From: jimruttshow8596

Current Large Language Models (LLMs), which are primarily Transformer Nets trained to predict the next token in a sequence and then tuned for specific functions [00:04:38], are not expected to achieve full human-level Artificial General Intelligence (AGI) on their own [00:04:49]. While they can perform many amazing and useful functions and might even pass the Turing Test [00:05:01], their architecture presents fundamental challenges to advanced reasoning and creativity [00:32:12].

Hallucination Problem

A notable limitation of LLMs is their tendency to “hallucinate” [00:09:32]. This means they can generate factually incorrect information or make up non-existent papers and entities [00:09:42]. While external probes and techniques, such as running multiple queries and calculating entropy or paraphrasing prompts, can filter out many hallucinations [00:11:06], this does not indicate genuine understanding. Humans avoid hallucinations through a “reality discrimination function” and reflective self-modeling [00:12:12], a capability LLMs currently lack [00:12:40].

Limitations in Multistep Reasoning

LLMs struggle with complex multi-step reasoning, which is crucial for tasks like writing original science papers [00:30:04].

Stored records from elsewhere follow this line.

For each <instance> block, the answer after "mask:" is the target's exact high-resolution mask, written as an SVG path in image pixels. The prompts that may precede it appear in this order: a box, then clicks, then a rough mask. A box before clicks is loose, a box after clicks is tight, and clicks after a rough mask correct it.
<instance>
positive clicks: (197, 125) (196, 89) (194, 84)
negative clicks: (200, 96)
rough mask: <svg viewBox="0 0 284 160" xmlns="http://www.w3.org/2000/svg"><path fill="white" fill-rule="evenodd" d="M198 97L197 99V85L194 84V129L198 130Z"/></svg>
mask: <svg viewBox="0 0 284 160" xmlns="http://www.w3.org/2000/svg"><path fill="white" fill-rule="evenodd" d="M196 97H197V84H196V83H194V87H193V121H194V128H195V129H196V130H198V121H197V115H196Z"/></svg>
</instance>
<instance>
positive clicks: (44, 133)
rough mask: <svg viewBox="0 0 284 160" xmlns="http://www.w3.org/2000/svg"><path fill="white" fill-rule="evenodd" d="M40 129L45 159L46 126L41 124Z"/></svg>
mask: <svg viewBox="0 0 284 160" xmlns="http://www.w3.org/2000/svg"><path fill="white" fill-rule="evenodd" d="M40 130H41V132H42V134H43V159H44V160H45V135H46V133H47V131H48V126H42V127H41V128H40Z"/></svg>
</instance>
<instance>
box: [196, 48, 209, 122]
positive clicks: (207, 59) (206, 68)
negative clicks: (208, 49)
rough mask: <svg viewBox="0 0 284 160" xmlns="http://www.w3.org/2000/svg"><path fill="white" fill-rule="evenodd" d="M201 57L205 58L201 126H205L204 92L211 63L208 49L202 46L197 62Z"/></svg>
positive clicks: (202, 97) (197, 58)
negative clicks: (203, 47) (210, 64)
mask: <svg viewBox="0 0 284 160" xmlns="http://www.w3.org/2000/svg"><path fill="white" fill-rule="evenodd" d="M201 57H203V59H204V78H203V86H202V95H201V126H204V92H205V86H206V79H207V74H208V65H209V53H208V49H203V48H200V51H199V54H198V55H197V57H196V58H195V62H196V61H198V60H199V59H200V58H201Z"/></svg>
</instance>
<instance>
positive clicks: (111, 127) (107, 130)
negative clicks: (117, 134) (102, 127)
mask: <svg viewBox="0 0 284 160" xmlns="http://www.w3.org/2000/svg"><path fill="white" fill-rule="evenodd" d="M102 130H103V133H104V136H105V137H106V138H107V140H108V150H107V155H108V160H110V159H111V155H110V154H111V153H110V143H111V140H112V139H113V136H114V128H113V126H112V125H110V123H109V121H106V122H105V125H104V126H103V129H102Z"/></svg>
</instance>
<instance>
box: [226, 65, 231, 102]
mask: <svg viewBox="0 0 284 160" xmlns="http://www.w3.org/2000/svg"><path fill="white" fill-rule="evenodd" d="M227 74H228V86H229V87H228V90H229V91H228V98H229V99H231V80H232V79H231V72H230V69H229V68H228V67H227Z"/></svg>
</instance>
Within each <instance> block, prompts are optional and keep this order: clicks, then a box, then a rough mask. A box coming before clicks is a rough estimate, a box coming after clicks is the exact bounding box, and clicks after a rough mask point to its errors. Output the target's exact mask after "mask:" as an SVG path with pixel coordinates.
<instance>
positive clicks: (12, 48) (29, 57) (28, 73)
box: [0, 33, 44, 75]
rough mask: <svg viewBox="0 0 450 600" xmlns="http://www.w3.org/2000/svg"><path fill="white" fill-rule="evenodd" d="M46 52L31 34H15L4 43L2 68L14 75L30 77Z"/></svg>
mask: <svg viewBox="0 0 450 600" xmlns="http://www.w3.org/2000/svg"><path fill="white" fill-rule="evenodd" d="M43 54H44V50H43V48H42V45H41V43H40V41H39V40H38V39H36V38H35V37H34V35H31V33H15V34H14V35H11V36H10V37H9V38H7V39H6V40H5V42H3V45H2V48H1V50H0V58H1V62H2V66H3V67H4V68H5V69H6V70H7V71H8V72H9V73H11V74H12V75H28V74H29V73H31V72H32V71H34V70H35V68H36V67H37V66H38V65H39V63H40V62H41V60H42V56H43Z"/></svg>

  • Scientific and Mathematical Discovery: Current LLMs are not able to “create Einstein” or invent concepts like quantum gravity or supercomputing [00:31:30]. They typically do not come up with surprising hypotheses to experts [00:36:19]. While they can “turn the crank” on advanced mathematics and flesh out theories from initial ideas [00:38:48], they cannot yet perform science as well as a master’s student or a professional scientist [00:36:46]. They require an “original seed of an idea from the humans” and curation at multiple stages [00:39:09].
  • Lack of Deep Judgment: LLMs possess “no deep judgment” [00:39:17]. They cannot determine if a mathematical definition is “interesting” or a “dead end” [00:40:04], a discernment that experienced mathematicians make based on “math aesthetics” [00:40:18].

Limitations in Creativity

The natural state of LLM output is often described as “banal” [00:31:12], “derivative, and imitative” [00:33:20].

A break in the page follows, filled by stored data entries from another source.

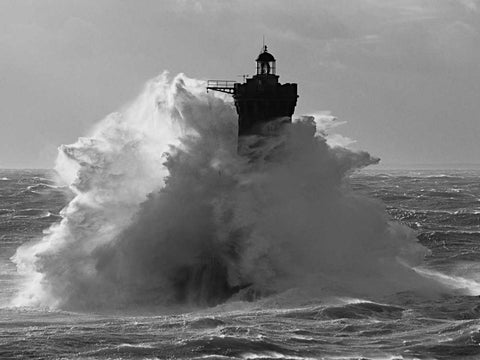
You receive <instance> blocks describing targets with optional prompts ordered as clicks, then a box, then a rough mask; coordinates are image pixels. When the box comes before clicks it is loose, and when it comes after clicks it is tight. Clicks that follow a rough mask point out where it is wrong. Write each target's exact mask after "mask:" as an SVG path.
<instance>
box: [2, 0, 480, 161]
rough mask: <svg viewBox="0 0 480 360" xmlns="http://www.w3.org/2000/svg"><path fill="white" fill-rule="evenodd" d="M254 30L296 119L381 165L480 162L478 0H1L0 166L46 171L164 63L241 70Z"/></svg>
mask: <svg viewBox="0 0 480 360" xmlns="http://www.w3.org/2000/svg"><path fill="white" fill-rule="evenodd" d="M263 35H265V38H266V41H267V44H268V46H269V50H270V51H271V53H272V54H274V56H275V57H276V58H277V73H278V74H279V75H280V81H282V82H297V83H298V86H299V95H300V98H299V101H298V105H297V109H296V114H297V115H303V114H311V113H316V112H319V111H331V113H332V114H333V115H335V116H337V117H338V118H340V119H341V120H344V121H346V122H347V124H345V125H343V126H342V127H340V128H338V129H337V131H338V132H340V133H342V134H343V135H345V136H348V137H349V138H352V139H355V140H356V143H355V144H354V146H355V147H356V148H358V149H364V150H367V151H369V152H371V153H372V154H373V155H376V156H379V157H381V158H382V161H383V162H384V163H385V164H387V165H389V164H403V165H405V164H426V163H430V164H431V163H434V164H445V163H447V164H454V163H480V160H479V155H480V141H479V137H480V1H478V0H312V1H301V0H295V1H293V0H289V1H279V0H257V1H249V0H232V1H229V0H208V1H207V0H205V1H193V0H192V1H189V0H183V1H168V0H122V1H121V0H115V1H114V0H81V1H72V0H42V1H39V0H0V49H1V50H0V99H1V100H0V124H1V127H0V167H7V168H12V167H16V168H18V167H37V168H38V167H51V166H52V165H53V161H54V159H55V155H56V148H57V147H58V146H59V145H60V144H63V143H71V142H73V141H75V140H76V138H77V137H78V136H82V135H85V134H86V133H87V132H88V129H89V128H90V127H91V126H92V124H94V123H95V122H97V121H98V120H100V119H102V118H103V117H105V116H106V115H107V114H108V113H110V112H113V111H115V110H117V109H118V108H120V107H121V106H122V105H123V104H124V103H125V102H127V101H129V100H130V99H132V98H133V97H135V95H136V94H137V93H138V92H139V91H140V89H141V88H142V84H143V83H144V82H145V81H146V80H148V79H150V78H152V77H154V76H156V75H157V74H159V73H160V72H162V71H163V70H169V71H170V73H171V74H176V73H178V72H183V73H185V74H186V75H188V76H190V77H194V78H200V79H208V78H213V79H223V78H225V79H234V80H235V79H236V80H241V78H240V77H237V76H238V75H241V74H252V73H253V72H254V71H255V62H254V60H255V58H256V56H257V55H258V53H259V51H260V49H261V45H262V37H263Z"/></svg>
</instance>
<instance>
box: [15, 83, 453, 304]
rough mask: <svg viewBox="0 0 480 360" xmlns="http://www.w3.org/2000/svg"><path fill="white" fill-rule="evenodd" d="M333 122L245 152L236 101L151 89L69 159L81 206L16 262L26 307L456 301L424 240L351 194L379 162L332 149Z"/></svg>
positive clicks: (113, 118)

  • Original Artistic Creativity: LLMs struggle with original artistic creativity, such as inventing new musical genres [00:30:14] or creating “incredible new genres of music” [00:29:50]. While clever prompting can move their output “way outside of its centers” [00:34:36], it generally doesn’t reach the level of a great creative human [00:34:39]. For example, while they can generate a decent blues guitar solo [00:35:35], they are not comparable to musicians like Jimmy Hendrix or Allan Holdsworth, who invented new chords, scales, and emotionally evocative music [00:35:21].

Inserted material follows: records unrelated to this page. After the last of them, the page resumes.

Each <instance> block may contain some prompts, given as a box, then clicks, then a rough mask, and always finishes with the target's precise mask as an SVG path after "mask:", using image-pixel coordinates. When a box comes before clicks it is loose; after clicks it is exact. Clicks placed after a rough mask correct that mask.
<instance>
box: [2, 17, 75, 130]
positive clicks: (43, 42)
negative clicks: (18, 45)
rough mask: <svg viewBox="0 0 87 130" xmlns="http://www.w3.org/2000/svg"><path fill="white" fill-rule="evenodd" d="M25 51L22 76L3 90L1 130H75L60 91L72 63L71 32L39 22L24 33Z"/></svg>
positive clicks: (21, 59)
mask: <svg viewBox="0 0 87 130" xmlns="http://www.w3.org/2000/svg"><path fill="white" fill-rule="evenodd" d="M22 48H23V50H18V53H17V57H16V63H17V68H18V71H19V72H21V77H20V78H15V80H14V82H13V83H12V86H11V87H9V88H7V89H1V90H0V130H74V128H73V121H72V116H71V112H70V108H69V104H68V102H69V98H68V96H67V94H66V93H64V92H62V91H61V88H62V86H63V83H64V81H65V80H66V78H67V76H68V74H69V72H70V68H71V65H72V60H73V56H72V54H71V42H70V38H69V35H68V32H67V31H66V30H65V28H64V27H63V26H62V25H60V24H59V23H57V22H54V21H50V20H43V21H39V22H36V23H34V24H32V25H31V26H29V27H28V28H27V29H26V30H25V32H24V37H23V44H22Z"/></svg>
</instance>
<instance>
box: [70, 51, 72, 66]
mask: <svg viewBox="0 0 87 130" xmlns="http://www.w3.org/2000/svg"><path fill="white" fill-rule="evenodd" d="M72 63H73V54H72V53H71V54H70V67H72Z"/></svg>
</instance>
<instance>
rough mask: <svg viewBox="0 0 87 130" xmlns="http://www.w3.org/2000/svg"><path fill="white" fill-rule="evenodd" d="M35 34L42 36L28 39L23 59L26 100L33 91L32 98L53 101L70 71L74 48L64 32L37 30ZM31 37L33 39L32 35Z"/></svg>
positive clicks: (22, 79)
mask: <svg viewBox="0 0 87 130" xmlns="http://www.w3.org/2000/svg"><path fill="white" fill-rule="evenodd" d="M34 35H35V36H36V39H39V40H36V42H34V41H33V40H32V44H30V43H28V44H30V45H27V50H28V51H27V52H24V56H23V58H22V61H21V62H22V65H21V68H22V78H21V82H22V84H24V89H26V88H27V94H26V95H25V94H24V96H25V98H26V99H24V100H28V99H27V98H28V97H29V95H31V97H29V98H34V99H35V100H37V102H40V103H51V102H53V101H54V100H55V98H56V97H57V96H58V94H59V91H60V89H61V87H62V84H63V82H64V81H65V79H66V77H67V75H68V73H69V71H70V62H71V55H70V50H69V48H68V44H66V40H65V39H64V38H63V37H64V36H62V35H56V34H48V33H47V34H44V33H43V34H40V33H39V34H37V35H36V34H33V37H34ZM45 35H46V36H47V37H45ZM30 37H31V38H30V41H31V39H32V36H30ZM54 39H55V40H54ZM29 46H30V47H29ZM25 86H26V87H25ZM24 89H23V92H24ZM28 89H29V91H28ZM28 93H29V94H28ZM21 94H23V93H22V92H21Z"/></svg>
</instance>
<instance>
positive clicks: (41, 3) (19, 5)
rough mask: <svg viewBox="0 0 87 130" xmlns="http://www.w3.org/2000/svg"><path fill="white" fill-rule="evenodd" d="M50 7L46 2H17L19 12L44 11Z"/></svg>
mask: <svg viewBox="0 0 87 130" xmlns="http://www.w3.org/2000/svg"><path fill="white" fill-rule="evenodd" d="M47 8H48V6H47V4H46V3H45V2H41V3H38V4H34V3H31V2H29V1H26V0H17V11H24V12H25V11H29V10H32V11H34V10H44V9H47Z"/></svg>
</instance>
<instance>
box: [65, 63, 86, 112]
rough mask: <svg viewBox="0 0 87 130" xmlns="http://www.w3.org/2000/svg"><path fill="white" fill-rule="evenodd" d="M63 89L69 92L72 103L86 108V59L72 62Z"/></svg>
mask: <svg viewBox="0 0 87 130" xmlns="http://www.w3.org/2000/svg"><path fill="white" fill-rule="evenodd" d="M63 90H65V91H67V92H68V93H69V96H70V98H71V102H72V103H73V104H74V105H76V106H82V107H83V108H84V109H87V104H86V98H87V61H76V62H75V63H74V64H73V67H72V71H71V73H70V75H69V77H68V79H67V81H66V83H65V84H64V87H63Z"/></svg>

Architectural Roots of Limitations

These shortcomings are attributed to the fundamental architecture of LLMs:

  • They primarily recognize “surface level patterns” in the data they are fed [00:32:33], creating a “humongous well-weighted well-indexed library of surface level patterns” [00:32:40].
  • There is no clear evidence that they are learning abstractions in the same way humans do [00:32:47]. Human abstraction is guided by “agentic nature,” such as survival and reproduction, leading to the development of heuristics to navigate complex environments [00:42:18].
  • LLMs are focused on predicting the next token in a sequence [00:57:11]. The LLM itself is a program, not a sequence, making it unsuited for “recognizing patterns in itself and recursing” [00:57:17].

Approaches to Evolving AI Architectures

To address these limitations, several innovative approaches in AI research are being explored:

  • Increased Recurrence: Introducing more recurrence into Transformer networks, similar to LSTMs, could help generate more interesting abstractions [00:46:46].
  • Alternative Training Methods: Exploring methods like predictive coding-based training instead of or in conjunction with backpropagation, especially for highly recurrent networks, is a promising area [00:47:36].
  • Hybrid Architectures:
    • Combining LLMs with other systems like AlphaZero (for planning and strategic thinking) [00:48:17] and neural knowledge graphs [00:48:21], where LLMs might serve as an integration hub [00:05:22].
    • Integrating LLMs as supporting actors within a self-modifying, self-rewriting weighted labeled metagraph, which serves as the central hub for knowledge representation and cognitive operations (e.g., OpenCog Hyperon) [00:55:07]. This approach focuses on reflection, recognizing patterns in its own mind, and is naturally suited for logical reasoning and evolutionary programming [00:56:54].

These directions aim to overcome the inherent limitations of current AI architectures by building systems capable of deeper abstraction, multi-step reasoning, and genuine creativity, moving beyond mere surface pattern recognition [00:32:33].